The delivery or exit end of the pickling line commonly has, in the order listed, a looping pit, pinch rolls, shear, oiler, recoiler and suitable supplementary equipment for conveying the finished product from the line. The pinch rolls preceding the shear are located so that product delivery to the shear is facilitated. Stitches, if present, are removed at this point, as well as short sections which inspection has shown to be inferior quality. Some lines are provided also with rotary side trimmers at the entry end or, more commonly, at the delivery end.
Inspection of the raw pickled product is carried on continuously at the exit end of the pickling lines. Each coil is inspected for surface and edge quality, width and gauge. Some of the defects commonly causing rejection or diversion are as follows: slivers, cracked edges, laminations, off-gauge, off-width, roll marks underpickling, overpickling, handling damage and pitting. However, no systems known to the inventor enable simultaneous inspection of both surfaces the strip subsequent to the pickling operation.
Underpickling results when the steel has not had sufficient time in the pickling tanks to become free of adherent scale and occurs when acid concentration, solution temperatures and line speed are not balanced properly. Variations in the oxide and composition of the steel are also factors in underpickled product, as well as such factors as coiling temperature of the hot-strip mill and inadequate amount of cold working through the processor. Overpickling results from the line delays which permit sections of the steel to remain in the acid too long. The presence of an inhibitor reduces iron loss, but when an inhibitor is not used, iron loss during a short delay period appreciably reduces thickness of the steel and raises the hazard of hydrogen embrittlement. Pitting is related to overpickling, the presence on non-metallic inclusions near the steel surface and to rolled-in scale, slag or a refractory substance. While overpickling is not common in continuous or semi-continuous pickling operations, its occurrence does have a very serious effect on cold-reduction performance and surface appearance of the finished product. Furthermore, product damage from handling or improper equipment adjustment can render the steel unsuitable for further processing.

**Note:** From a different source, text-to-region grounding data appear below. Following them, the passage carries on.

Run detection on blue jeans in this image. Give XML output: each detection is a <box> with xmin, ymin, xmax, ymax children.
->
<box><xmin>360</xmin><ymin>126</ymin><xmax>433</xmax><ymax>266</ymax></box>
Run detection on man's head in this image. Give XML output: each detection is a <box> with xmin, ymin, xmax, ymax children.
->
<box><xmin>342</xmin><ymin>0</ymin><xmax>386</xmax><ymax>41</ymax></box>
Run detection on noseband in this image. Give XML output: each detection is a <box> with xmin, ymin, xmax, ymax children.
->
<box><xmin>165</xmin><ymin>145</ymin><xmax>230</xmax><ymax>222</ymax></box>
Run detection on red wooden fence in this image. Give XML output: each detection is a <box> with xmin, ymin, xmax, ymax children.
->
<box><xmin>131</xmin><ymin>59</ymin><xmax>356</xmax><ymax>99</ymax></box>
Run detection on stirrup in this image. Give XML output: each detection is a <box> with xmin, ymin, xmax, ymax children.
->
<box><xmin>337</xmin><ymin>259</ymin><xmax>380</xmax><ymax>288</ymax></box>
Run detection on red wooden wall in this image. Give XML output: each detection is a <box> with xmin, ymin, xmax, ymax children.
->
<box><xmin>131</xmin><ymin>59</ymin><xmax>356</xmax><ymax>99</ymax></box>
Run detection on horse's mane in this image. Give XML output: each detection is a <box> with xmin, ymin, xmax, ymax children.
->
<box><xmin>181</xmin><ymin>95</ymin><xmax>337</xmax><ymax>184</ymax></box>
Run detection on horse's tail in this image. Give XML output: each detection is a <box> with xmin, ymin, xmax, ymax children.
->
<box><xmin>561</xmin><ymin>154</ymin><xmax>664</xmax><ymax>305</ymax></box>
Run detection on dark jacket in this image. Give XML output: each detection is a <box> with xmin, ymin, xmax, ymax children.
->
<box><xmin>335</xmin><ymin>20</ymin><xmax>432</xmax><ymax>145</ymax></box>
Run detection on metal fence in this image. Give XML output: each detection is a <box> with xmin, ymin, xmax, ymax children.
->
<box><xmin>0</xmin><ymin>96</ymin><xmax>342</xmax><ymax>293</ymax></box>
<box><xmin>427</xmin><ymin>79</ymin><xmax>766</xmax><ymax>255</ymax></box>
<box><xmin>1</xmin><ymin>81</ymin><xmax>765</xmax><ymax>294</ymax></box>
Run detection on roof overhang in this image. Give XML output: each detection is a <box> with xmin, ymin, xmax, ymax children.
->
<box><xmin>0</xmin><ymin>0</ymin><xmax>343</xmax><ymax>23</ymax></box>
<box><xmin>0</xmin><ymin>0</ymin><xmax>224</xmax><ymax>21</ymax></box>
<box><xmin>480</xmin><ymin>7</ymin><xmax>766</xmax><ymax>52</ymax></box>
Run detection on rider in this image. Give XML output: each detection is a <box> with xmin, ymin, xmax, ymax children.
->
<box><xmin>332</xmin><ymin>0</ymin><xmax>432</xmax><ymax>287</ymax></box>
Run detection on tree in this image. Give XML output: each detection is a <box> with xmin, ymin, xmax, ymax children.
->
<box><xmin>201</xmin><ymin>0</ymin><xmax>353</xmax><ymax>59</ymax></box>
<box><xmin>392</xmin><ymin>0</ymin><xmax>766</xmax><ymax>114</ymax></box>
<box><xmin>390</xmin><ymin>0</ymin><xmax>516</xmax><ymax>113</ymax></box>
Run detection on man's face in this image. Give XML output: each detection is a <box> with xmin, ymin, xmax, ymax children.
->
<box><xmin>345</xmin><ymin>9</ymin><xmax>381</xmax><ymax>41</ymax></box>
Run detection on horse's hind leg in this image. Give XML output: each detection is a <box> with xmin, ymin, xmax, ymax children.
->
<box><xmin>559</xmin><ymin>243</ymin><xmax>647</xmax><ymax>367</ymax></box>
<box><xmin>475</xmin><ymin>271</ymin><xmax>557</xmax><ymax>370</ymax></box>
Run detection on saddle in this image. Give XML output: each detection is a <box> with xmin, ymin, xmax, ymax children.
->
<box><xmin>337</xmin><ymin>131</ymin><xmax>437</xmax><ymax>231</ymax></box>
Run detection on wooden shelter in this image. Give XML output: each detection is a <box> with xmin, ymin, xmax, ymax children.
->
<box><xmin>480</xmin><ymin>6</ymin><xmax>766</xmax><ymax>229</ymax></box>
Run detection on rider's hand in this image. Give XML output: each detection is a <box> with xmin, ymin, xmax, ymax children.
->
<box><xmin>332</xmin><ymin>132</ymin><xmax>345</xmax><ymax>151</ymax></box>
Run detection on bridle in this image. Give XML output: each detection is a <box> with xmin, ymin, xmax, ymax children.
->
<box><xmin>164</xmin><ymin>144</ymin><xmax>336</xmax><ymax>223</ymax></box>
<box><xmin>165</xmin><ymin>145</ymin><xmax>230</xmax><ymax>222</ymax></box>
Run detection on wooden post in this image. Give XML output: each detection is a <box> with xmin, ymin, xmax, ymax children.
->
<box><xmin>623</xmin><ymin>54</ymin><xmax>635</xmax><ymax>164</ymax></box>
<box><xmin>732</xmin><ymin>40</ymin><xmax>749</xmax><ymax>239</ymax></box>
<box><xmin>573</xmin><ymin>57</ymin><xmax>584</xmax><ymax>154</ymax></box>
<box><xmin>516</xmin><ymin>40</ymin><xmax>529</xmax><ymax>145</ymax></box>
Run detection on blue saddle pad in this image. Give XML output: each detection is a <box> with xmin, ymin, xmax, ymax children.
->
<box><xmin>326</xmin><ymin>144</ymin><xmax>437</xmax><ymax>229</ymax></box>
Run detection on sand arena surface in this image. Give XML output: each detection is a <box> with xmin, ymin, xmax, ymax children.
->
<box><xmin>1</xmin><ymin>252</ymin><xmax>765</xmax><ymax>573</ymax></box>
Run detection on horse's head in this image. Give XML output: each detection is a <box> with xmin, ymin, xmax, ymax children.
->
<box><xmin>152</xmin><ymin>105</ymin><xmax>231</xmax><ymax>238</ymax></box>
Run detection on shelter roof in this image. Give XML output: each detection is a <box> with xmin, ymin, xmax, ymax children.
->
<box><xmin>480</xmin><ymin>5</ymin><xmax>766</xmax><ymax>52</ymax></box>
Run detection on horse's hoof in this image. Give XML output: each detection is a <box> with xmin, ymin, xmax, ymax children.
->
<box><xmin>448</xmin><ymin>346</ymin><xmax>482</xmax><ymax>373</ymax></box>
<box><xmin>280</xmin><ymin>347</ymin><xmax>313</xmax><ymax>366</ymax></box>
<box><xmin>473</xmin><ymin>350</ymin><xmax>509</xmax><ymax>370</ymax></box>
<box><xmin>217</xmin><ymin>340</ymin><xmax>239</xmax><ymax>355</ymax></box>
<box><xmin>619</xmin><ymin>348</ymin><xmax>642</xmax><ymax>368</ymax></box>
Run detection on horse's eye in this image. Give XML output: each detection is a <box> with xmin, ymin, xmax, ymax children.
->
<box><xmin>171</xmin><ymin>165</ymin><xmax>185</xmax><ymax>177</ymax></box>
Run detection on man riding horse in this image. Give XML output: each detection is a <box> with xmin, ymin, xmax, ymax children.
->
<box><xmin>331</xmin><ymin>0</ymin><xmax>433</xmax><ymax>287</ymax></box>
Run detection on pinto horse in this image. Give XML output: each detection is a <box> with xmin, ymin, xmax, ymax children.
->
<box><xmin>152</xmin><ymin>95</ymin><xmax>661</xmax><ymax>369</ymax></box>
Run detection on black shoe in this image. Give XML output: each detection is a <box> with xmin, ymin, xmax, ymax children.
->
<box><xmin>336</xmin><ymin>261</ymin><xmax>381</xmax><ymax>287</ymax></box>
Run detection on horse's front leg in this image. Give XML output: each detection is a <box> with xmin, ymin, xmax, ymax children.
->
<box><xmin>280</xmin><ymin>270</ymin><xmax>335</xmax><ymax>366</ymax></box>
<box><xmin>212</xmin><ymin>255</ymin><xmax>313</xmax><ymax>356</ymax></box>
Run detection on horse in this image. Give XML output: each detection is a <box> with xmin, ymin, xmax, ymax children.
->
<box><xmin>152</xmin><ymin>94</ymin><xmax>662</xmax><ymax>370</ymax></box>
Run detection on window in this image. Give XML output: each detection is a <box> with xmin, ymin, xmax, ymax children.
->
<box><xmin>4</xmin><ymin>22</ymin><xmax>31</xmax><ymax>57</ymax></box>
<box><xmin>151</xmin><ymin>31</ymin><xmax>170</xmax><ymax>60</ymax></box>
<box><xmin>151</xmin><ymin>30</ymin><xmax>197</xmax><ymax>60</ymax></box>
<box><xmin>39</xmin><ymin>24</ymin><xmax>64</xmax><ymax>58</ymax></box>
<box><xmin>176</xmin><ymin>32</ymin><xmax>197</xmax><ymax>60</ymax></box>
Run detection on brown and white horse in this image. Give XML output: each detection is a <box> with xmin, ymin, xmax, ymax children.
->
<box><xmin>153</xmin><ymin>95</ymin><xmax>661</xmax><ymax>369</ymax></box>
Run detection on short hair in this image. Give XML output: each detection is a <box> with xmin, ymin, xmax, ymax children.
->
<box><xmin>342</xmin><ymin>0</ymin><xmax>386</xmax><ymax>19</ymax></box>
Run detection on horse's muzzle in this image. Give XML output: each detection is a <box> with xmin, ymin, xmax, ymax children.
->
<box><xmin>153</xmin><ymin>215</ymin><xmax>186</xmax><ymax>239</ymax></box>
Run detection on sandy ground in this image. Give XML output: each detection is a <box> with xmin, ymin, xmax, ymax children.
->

Prior to recoiling, the pickled steel passes between a set of oiling rolls which cover both surfaces with a small amount of oil. The type of oil used to lubricate the steel, and protect it from rusting during storage and from scratching during handling, is determined by the type of lubricating system on the cold-reduction mill unit. Hence, palm oil diluted with light mineral oil, is applied to the steel at the pickling line when a straight palm oil or a solution contained palm oil is used on the cold-reduction mill. Finally, the pickled and oiled product is recoiled on a conventional up-type or down-type coiler.
Notwithstanding their efficacy in pickling steel strip, such systems are highly complex in construction, undesirably dilatory in oxide removal, and consume copious quantities of materials and energy in operation. Moreover, conventional pickling systems do not permit simultaneous quality inspection of both surfaces of the strip following pickling.
An advantage exists, therefore, for a pickle line for steel strip of relatively compact layout and simplified and efficient operation. An additional advantage exists for a steel strip pickling line which affords simultaneous visual quality inspection of both strip surfaces after the strip has been pickled.